Republican attorneys general for 24 states across the U.S. sent a letter Thursday to President Joe Biden, threatening a lawsuit over his administration’s plan to mandate that all businesses with at least 100 employees either require vaccinations or weekly tests for COVID-19.

But Idaho Attorney General Lawrence Wasden was not one of them.

Instead, Wasden submitted his own letter to the White House on Friday, still threatening legal action, with a different tone. State officials opposed Biden’s plan, the letter said, and urged him to reconsider. The letter was signed by Gov. Brad Little, Senate President Pro Tem Chuck Winder and House Speaker Scott Bedke.

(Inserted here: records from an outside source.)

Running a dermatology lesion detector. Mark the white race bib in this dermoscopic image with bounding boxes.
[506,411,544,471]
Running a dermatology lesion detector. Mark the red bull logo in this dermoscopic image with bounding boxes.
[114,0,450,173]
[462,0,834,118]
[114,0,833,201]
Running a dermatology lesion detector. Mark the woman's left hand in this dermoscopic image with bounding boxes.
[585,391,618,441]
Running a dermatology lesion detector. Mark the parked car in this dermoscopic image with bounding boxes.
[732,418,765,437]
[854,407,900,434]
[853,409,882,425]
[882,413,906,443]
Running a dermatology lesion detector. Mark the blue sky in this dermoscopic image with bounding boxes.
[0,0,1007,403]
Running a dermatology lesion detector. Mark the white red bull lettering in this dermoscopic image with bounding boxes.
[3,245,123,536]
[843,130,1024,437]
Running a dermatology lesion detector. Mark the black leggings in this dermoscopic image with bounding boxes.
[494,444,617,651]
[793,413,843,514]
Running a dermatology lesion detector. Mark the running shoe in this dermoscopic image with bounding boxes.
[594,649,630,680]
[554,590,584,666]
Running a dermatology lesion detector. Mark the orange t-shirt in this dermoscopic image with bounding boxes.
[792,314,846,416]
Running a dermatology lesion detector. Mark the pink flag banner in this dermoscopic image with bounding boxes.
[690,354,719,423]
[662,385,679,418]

“While we fully welcome creative and effective means to end this terrible pandemic, there appears to be no legal basis for the Department of Labor to issue an ETS (emergency temporary standard) of this nature,” the letter stated. “We respectfully ask that you rescind this directive to the Department of Labor.”

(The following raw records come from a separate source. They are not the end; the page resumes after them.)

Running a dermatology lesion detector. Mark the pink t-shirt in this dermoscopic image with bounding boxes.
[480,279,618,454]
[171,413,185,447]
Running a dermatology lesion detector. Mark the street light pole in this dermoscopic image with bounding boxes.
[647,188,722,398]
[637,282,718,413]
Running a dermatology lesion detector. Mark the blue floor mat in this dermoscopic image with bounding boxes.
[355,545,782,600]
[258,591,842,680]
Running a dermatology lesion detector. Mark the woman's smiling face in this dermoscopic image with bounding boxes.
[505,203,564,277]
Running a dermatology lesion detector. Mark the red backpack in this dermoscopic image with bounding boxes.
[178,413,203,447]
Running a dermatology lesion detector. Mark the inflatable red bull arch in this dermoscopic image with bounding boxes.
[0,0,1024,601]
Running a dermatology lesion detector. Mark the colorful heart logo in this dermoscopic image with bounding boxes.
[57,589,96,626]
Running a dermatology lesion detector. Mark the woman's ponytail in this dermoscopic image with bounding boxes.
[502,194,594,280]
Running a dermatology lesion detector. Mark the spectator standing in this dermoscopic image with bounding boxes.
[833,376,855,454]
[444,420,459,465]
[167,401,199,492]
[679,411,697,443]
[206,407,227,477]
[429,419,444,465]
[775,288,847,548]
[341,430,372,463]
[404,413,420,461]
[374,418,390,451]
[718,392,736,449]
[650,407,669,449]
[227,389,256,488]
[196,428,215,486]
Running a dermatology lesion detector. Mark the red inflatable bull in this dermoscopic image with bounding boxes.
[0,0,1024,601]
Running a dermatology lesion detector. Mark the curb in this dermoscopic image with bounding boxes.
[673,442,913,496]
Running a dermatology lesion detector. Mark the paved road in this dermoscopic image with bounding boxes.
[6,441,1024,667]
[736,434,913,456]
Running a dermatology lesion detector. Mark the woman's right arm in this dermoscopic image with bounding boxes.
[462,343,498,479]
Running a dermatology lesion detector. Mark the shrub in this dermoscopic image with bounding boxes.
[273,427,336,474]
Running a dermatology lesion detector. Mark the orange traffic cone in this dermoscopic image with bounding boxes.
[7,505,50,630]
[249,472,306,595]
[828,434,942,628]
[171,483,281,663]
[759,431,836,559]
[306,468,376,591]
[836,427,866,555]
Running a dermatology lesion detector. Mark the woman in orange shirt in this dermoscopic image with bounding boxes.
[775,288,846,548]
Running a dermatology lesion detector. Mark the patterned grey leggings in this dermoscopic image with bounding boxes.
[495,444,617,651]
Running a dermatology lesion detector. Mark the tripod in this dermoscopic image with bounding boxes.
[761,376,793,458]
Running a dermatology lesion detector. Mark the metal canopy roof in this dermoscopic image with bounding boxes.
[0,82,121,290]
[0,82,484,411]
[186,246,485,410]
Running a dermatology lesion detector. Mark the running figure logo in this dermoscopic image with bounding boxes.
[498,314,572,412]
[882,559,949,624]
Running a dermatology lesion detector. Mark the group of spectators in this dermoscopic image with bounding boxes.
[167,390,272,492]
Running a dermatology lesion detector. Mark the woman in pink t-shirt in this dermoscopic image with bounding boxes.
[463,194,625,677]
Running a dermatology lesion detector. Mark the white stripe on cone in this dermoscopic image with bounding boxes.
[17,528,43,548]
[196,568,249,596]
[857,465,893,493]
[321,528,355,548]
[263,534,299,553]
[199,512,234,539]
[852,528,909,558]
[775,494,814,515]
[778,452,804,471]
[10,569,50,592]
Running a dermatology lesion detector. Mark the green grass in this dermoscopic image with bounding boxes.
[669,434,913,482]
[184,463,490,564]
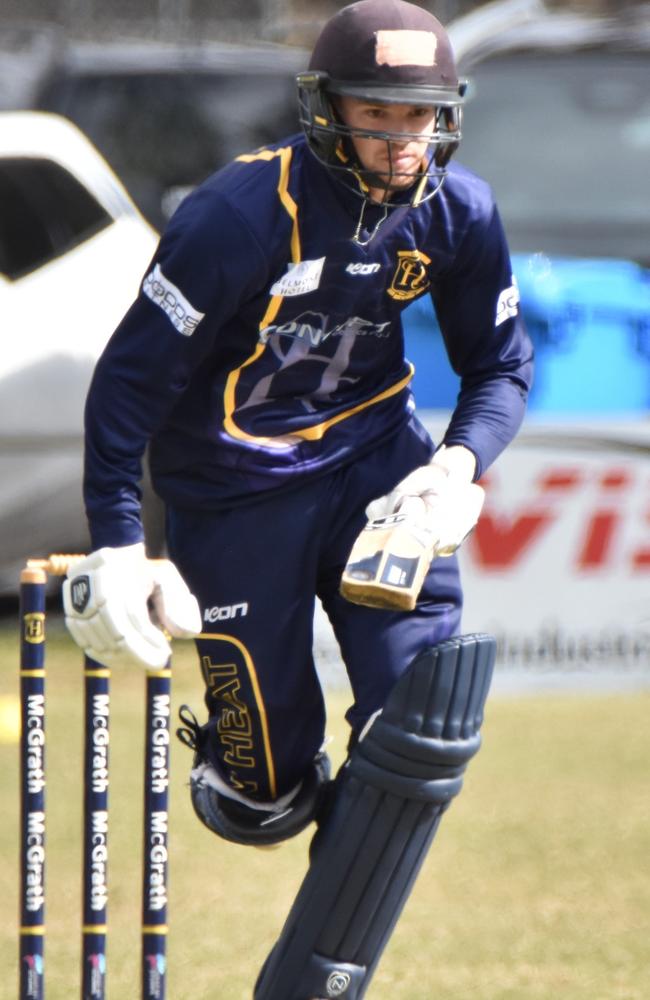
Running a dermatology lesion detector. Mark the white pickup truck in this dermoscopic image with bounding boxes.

The letter strikes a milder tone than the one submitted by the 24 GOP attorneys general Thursday, when those states called Biden’s plan “a threat to individual liberty” and “a public health disaster.”

“Mr. President, your vaccine mandate represents not only a threat to individual liberty, but a public health disaster that will displace vulnerable workers and exacerbate a nationwide hospital staffing crisis, with severe consequences for all Americans,” the letter signed by the 24 AGs read. “Your plan is disastrous and counterproductive.”

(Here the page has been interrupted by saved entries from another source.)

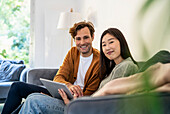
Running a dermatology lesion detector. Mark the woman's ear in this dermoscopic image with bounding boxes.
[92,34,94,41]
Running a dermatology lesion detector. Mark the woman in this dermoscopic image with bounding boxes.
[20,28,138,114]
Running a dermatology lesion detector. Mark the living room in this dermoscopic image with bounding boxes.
[0,0,170,113]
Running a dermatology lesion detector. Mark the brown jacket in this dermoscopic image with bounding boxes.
[53,47,100,95]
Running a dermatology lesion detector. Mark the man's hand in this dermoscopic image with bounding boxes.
[67,84,83,97]
[58,89,77,104]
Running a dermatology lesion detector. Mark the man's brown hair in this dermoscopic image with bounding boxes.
[69,21,95,39]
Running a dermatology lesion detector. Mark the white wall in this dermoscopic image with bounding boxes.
[30,0,81,68]
[30,0,170,68]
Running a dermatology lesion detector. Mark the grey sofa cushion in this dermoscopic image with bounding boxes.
[0,61,25,82]
[64,93,170,114]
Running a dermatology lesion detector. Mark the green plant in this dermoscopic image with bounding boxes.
[0,0,30,64]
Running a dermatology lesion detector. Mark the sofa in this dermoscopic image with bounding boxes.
[27,50,170,114]
[0,59,28,103]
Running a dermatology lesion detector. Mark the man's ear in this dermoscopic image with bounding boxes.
[92,34,94,41]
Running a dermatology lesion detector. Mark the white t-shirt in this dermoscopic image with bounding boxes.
[74,53,93,89]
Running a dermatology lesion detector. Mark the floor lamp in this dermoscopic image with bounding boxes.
[57,8,82,47]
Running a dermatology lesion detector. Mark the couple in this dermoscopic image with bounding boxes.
[2,22,170,114]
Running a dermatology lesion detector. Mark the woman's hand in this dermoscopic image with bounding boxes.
[58,89,70,104]
[67,84,83,97]
[58,89,77,104]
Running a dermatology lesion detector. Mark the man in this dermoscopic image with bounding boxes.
[2,22,100,114]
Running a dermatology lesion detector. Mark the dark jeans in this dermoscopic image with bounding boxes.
[2,82,51,114]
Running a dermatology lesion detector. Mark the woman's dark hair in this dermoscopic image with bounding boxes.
[100,28,136,79]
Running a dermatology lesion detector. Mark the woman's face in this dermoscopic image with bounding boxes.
[102,33,122,64]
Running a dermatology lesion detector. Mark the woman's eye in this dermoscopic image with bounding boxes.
[109,41,114,44]
[102,44,106,47]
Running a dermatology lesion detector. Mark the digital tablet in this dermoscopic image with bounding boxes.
[40,78,73,100]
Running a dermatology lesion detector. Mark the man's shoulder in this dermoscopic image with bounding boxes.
[92,48,100,57]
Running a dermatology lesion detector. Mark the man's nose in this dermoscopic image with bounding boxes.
[80,39,85,44]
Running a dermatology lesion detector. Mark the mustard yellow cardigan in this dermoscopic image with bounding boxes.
[53,47,101,95]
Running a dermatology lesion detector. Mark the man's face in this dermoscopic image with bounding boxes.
[75,27,94,57]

All but two Republican AGs supported the letter. Tennessee Attorney General Herbert Slatery, like Wasden, wrote a separate letter.

The AGs in three of Idaho’s neighboring states — Utah, Montana and Wyoming — signed the Thursday letter challenging the president’s vaccination plan.

Idaho, which on Thursday moved to statewide health care rationing at its hospitals, ranks as one of the worst states for percent of residents fully vaccinated, with just over 50% of the eligible population (12 and older) having that status, according to the Department of Health and Welfare.

But state legislators have faced mounting pressure to resist COVID-19 vaccine mandates after Biden’s announcement last week. Bedke, who is running for lieutenant governor, on Monday vowed to “take unilateral action wherever necessary” with state legislators against Biden’s plan. The Idaho Legislature’s Federalism Committee, tasked to review federal rules or regulations, will meet on Wednesday to discuss the issue.

Previously, Wasden took heat for declining to join a lawsuit filed by Texas Attorney General Ken Paxton with the U.S. Supreme Court that falsely alleged four states committed voter fraud in their 2020 presidential election. Nineteen Republican AGs signed on, in addition to several Idaho elected officials, including Little.

The Supreme Court rejected that lawsuit.

Little is among the nation’s governors who have said they will consider litigation against Biden for his recent COVID-19 vaccination requirements of large businesses. Aside from the president’s directive for private enterprise through the Occupational Safety and Health Administration, he issued an executive order on Sept. 9 that requires the majority of federal employees to be fully vaccinated by Nov. 22.

The Republican Attorneys General Association didn’t respond to an Idaho Statesman request for comment. The Democratic Attorneys General Association also didn’t respond to a request for comment.

Idaho Democratic leaders on Friday said the state needs “bold action” and “real leadership, not another wasteful lawsuit,” at a time the state is overwhelmed with COVID-19 patients. The Joint Democratic Caucus said “those of us who trust science” have been begging residents to get vaccinated, but it hasn’t been enough.

“We need strong leaders who will do the right thing to preserve human life even if they face criticism,” the caucus said in a statement. “What we don’t need is political posturing. This frivolous lawsuit demonstrates a callousness to thousands of Idahoans who have died and will continue to die if nothing changes.”